Implementing a Kolmogorov Smirnov test in python scipy

Question

I have a data set on N numbers that I want to test for normality. I know scipy.stats has a kstest function but there are no examples on how to use it and how to interpret the results. Is anyone here familiar with it that can give me some advice?

According to the documentation, using kstest returns two numbers, the KS test statistic D and the p-value. If the p-value is greater than the significance level (say 5%), then we cannot reject the hypothesis that the data come from the given distribution.

When I do a test run by drawing 10000 samples from a normal distribution and testing for gaussianity:

import numpy as np
from scipy.stats import kstest

mu,sigma = 0.07, 0.89
kstest(np.random.normal(mu,sigma,10000),'norm')

I get the following output:

(0.04957880905196102, 8.9249710700788814e-22)

The p-value is less than 5% which means that we can reject the hypothesis that the data are normally distributed.

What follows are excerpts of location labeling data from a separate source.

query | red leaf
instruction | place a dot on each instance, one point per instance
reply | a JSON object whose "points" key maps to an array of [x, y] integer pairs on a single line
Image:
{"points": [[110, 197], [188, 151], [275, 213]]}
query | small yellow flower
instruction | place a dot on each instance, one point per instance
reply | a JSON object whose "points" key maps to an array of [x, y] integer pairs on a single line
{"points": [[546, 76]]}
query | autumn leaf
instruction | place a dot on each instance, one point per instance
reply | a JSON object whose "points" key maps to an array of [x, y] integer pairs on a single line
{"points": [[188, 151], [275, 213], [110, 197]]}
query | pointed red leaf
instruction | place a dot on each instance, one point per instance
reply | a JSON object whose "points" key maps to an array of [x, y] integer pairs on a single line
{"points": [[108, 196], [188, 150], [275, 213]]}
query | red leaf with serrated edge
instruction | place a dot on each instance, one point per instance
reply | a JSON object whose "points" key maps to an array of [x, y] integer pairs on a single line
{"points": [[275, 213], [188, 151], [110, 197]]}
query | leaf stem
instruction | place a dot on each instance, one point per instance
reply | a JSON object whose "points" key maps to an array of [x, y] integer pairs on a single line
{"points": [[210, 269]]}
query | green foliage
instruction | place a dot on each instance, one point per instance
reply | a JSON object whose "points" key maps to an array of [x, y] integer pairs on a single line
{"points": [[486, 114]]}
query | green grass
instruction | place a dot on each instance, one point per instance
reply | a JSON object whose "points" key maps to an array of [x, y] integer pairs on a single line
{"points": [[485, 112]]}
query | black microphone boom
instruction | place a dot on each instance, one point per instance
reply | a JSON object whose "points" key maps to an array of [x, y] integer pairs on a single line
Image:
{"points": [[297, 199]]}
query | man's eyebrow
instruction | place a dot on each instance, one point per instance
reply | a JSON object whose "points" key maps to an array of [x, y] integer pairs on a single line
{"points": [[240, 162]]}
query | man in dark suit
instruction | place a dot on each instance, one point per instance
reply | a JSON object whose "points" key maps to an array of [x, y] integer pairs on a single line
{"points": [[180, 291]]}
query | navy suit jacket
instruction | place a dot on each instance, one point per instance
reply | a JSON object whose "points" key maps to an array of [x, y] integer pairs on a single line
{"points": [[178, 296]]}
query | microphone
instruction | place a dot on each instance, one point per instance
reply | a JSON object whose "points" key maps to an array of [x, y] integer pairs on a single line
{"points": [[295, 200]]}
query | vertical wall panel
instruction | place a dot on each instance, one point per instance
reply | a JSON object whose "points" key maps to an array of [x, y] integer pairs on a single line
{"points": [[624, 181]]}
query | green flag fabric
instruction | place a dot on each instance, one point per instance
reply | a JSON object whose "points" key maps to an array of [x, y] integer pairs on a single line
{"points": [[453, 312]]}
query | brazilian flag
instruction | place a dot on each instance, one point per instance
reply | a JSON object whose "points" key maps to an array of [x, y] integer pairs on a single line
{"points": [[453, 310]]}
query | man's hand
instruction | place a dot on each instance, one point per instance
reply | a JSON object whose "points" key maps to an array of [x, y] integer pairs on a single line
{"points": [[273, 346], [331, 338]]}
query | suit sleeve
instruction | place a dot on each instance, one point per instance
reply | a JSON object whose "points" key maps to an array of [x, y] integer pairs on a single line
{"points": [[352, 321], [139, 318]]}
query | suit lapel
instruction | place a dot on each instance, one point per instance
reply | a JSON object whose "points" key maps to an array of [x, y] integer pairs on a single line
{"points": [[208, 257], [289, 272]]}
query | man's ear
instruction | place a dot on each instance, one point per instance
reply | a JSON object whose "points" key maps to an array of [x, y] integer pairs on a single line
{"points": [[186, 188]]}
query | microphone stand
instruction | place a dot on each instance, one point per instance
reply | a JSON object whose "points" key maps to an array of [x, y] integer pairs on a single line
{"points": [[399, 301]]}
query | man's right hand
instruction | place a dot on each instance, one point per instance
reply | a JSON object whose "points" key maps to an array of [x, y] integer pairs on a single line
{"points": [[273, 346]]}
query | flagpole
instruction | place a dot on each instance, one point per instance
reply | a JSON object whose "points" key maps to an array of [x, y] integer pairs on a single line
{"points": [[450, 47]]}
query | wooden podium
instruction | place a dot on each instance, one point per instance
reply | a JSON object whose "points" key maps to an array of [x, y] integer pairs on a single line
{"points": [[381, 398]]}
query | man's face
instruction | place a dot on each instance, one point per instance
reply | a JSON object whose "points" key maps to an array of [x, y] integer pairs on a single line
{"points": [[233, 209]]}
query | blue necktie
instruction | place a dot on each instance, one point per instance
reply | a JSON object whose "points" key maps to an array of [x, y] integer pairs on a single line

But the samples were drawn from a normal distribution!

Can someone understand and explain to me the discrepancy here?

(Does testing for normality assume mu = 0 and sigma = 1? If so, how can I test that my data are gaussianly distributed but with a different mu and sigma?)

unutbu · Accepted Answer · 2017-09-10T18:41:33.777

26

Your data was generated with mu=0.07 and sigma=0.89. You are testing this data against a normal distribution with mean 0 and standard deviation of 1.

The null hypothesis (H0) is that the distribution of which your data is a sample is equal to the standard normal distribution with mean 0, std deviation 1.

The small p-value is indicating that a test statistic as large as D would be expected with probability p-value.

In other words, (with p-value ~8.9e-22) it is highly unlikely that H0 is true.

That is reasonable, since the means and std deviations don't match.

Compare your result with:

In [22]: import numpy as np
In [23]: import scipy.stats as stats
In [24]: stats.kstest(np.random.normal(0,1,10000),'norm')
Out[24]: (0.007038739782416259, 0.70477679457831155)

To test your data is gaussian, you could shift and rescale it so it is normal with mean 0 and std deviation 1:

data=np.random.normal(mu,sigma,10000)
normed_data=(data-mu)/sigma
print(stats.kstest(normed_data,'norm'))
# (0.0085805670733036798, 0.45316245879609179)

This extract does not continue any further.